Sonnendurchglüht und handyfrei
Weil: Es spielt schon mal in Süditalien, in einer Kleinstadt. Auch das kann man sehr düster anlegen, wie in der „Stadt der drei Heiligen“. Aber Alfred (bürgerlich Lionel Papagelli, Franzose) wählt die sonnige, leicht naive Variante, die kürzlich schon in „Atlan von den Kykladen“ so angenehm nach Urlaub aussah. Und Alfreds Geschichte handelt auch von Dingen, die weit erholsamer sind als Klima oder Trump: Ob’s die 80er sind, ist nicht ganz klar, aber es gibt keine Handys, kein Internet, die Jungs fahren mit Motorrollern über die sonnendurchglühten Pisten, und ihre Musikinstrumente sind zu neu für die 60/70er. Mimmo heißt der 15-jährige Held, der für einen Talentwettbewerb seine alte Band wieder zusammenholt. Den arroganten Cesare, den schlichten Mortadella, den Frauenhelden Guido. Klingt bis jetzt ein bisschen fad, oder?
Nostalgie mit sanfter Bitternote
Alfreds geheime Zutat ist eine zarte Bitternote, die sich durch den ganzen Band zieht. Denn eigentlich ist der ganze Scheiß von heute schon vorhanden: Es gibt mysteriöse Anschläge auf Hotelneubauten: Touristenkritik. Die Kinder spielen „Chef schlägt Arbeiter“. Und obwohl dem Teen Ciro die Mussolini-Büsten vom Lastendreirad purzeln, ist man von Migranten nur genervt, wählt aber deshalb noch nicht gleich naziartig. Und außerdem sind ja andere Dinge viel wichtiger: die Musik. Und die Mädchen wie Alba und Carla, die so viel mehr über diese Mann-Frau-Sache zu wissen scheinen und in deren Nähe man plötzlich nur Unfug brabbelt.
Sonne und Meer und Rock’n’Roll und Mädchen und das ganze Leben, das vor Mimmo liegt. Verschwitzte Nächte in kühlem Dunkelblau nach der grellweißen Tageshitze.
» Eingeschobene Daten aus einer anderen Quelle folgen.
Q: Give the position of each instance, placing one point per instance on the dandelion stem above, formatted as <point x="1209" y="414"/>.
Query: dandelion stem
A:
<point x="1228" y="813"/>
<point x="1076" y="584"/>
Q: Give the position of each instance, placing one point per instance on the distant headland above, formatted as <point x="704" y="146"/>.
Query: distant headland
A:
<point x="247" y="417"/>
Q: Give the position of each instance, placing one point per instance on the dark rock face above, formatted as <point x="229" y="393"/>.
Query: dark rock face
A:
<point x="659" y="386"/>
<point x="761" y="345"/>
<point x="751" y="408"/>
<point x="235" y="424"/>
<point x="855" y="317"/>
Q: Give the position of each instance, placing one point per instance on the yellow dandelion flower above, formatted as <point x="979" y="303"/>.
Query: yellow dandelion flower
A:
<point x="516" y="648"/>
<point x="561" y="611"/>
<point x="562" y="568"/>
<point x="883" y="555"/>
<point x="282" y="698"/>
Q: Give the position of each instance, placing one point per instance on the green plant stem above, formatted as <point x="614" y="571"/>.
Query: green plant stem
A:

Guido wird nur von den örtlichen Mafiosi gefragt, wann er denn endlich mal was für sie erledigt, aber er ist noch nicht im kriminellen Sumpf verschwunden. Überhaupt ist alles noch nicht so verfahren, lässt sich jedes Problem noch lösen, und genau das lässt einen noch sehnsüchtiger in diese sonnig meerblau grillenverzirpt abgemilderte Vergangenheit eintauchen.
Nicht zu unterschätzen ist übrigens, wie geschickt Alfred die Klischees zwar abruft, aber zugleich auch umgeht: Etwa, indem er statt der Hitze draußen das komplette Gegenteil drinnen zeigt – Mimmo, der an den Gemüsekisten vorbei durch einen Perlenvorhang (!) den düsteren Lebensmittelladen von Mortadellas Vater betritt. Die Würste hängen von der Decke, die Regale sind vollgestopft mit Mehl und Waschmittel, eben molto Alimentari und zero Supermercato. Und ganz nebenbei präsentiert Alfred auch eine sehr hübsche Lösung für das immer wieder knifflige Problem „Musik als Bild“ (s.u.).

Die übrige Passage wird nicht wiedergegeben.